Recursion is a computational method that embeds elements inside one another, allowing for long-range relations in a sequence. It is important for a wide variety of human skills, including language, counting, and motor control. To date there has been no conclusive evidence that non-human animals can use center-embedded recursion, the type of recursion necessary for language acquisition. This has led some researchers to hypothesize that it is a uniquely human skill and possibly the limiting factor of human language ability. Here we investigate whether monkeys (rhesus macaques) and children (age 3-5 yrs.) can learn to apply center-embedded recursion in a sequencing task. Subjects were given a task in which they had to touch sets of pictures of brackets in recursive orders, e.g. [ < > ]. We then tested whether subjects could transfer this center-embedded strategy to novel stimuli. We found that children naturally use center-embedded recursion to order novel lists. This suggests that mastery of this task, and thus mastery of a component of human grammar, comes easily to children and develops very early in childhood. Although monkeys did not use center-embedded recursion at first, with additional training, they were capable of learning to use a center-embedded strategy and transfer this skill to novel stimuli. This suggests that center-embedded recursion is not a uniquely human ability and is therefore not likely the limiting factor of language.

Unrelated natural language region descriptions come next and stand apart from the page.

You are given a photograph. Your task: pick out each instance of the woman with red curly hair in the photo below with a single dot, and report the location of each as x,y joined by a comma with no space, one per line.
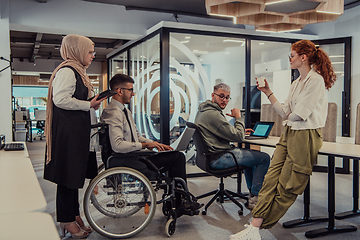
305,112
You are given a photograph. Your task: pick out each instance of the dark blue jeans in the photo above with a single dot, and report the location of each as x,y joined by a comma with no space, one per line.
257,164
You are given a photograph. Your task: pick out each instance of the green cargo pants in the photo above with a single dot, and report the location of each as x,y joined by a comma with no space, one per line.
288,174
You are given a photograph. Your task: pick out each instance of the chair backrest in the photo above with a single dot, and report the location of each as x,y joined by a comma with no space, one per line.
40,115
357,127
269,114
329,131
201,148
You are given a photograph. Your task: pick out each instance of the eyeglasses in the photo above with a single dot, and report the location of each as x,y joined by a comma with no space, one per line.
223,97
291,56
129,89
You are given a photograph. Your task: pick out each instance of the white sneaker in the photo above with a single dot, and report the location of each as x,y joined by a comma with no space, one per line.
250,233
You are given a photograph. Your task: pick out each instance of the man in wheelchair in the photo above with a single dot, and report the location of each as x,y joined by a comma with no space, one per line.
126,142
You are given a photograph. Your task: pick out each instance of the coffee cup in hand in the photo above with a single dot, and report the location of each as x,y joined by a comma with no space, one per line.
261,81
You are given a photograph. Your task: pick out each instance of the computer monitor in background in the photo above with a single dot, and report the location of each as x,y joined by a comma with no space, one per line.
255,98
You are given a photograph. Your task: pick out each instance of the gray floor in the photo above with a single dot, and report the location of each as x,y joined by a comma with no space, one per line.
222,220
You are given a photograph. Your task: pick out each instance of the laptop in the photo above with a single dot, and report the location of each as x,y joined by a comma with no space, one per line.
261,130
184,140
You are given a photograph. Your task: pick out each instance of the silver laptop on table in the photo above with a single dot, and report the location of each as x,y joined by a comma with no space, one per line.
183,142
261,130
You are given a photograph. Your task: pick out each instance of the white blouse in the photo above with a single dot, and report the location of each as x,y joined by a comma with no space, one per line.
64,85
308,100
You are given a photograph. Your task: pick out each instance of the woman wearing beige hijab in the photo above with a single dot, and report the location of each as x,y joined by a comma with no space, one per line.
67,131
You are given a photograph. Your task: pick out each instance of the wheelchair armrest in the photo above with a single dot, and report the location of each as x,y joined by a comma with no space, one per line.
141,155
138,153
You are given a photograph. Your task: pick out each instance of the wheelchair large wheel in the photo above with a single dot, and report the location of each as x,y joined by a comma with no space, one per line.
119,203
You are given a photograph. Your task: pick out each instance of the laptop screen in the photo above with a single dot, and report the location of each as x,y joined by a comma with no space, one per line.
262,129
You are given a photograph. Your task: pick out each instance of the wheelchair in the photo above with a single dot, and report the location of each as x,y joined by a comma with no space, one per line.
121,201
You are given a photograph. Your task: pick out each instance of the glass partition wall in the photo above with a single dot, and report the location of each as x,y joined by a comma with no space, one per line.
175,71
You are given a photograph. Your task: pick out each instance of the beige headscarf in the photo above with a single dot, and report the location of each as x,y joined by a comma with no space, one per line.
74,49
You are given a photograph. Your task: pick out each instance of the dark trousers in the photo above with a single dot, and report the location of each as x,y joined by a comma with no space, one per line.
173,162
67,204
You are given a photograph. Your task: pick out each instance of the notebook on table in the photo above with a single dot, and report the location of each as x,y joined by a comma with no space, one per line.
261,130
184,141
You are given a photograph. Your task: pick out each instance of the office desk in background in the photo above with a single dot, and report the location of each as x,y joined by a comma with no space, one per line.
331,150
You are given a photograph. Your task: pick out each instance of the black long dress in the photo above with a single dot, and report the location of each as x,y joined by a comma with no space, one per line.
70,143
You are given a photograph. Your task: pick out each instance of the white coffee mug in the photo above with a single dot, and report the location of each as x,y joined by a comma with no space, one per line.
261,81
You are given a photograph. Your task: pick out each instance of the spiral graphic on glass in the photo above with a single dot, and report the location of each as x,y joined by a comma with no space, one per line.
145,62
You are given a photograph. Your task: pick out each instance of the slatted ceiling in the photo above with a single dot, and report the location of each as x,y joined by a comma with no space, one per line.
280,16
292,7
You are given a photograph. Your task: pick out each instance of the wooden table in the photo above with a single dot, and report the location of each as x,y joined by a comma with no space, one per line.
20,188
28,225
331,150
14,154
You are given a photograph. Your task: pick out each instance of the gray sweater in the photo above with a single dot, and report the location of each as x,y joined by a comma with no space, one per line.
215,128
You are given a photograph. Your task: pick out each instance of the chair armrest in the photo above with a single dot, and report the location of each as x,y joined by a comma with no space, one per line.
224,152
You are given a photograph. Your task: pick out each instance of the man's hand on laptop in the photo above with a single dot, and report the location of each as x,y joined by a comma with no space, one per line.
235,113
159,146
248,131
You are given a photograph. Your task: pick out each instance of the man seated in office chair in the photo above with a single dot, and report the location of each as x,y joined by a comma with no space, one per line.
218,133
125,138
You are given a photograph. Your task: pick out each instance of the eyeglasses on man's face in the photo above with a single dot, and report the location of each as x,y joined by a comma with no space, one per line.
129,89
223,97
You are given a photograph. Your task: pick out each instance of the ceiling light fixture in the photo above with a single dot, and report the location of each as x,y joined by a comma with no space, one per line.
200,52
280,1
292,30
233,40
327,12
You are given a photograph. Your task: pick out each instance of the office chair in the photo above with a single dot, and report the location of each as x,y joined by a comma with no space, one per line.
40,125
203,159
40,116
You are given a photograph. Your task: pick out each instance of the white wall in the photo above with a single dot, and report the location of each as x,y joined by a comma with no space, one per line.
347,25
5,76
47,66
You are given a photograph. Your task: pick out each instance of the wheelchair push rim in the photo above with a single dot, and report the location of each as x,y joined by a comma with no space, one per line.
119,203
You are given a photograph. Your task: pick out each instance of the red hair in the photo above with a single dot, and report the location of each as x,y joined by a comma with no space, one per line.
318,58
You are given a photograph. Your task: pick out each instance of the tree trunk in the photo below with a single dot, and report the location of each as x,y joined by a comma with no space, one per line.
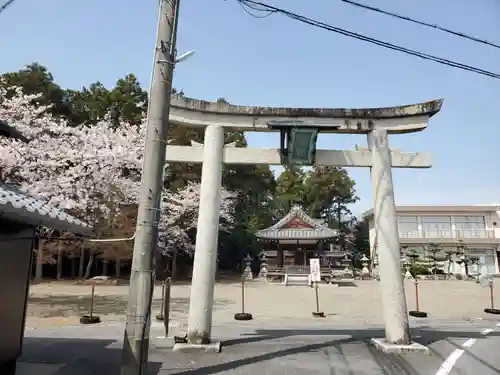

No Natural Gender Differences in Children’s Earliest Quantitative Abilities

Kelsey Csumitta and Jessica Cantlon

Despite advances in gender equality within our society, men continue to be overrepresented in math-related careers. If there are “natural” differences in math ability between young boys and girls, these differences may impact later academic and career choices. Although some research has found that boys outperform girls on tests of math achievement in school, cultural influences may be contributing to these differences. Here we examined children’s quantitative processing abilities during early childhood prior to and during the first few years of formal school to provide data on whether and how early gender differences emerge in childhood. Over 400 children between 2 and 7 years were tested across two testing sites. First, we compared the performance of boys and girls on core numerosity perception during infancy and childhood and found that boys and girls performed similarly. Next, we compared boys and girls on verbal counting and knowledge of number word meanings during preschool. Boys and girls demonstrated similar levels of knowledge of number word meanings, but boys showed a slight advantage on culturally-learned memorization. Finally, we compared boys and girls on school-based tests of math achievement during the first few years of formal schooling. Boys and girls performed equally on mathematical concepts that draw on untrained, acquired knowledge, but boys performed slightly better on questions that rely on concepts that are formally taught in school. None of the differences between boys and girls approached one standard deviation. Overall the data show no intrinsic early childhood gender differences in quantitative reasoning, but some negligible gender differences in quantitative concepts that are culturally trained. This suggests that cultural influences may account for the gender discrepancy seen in math-related careers.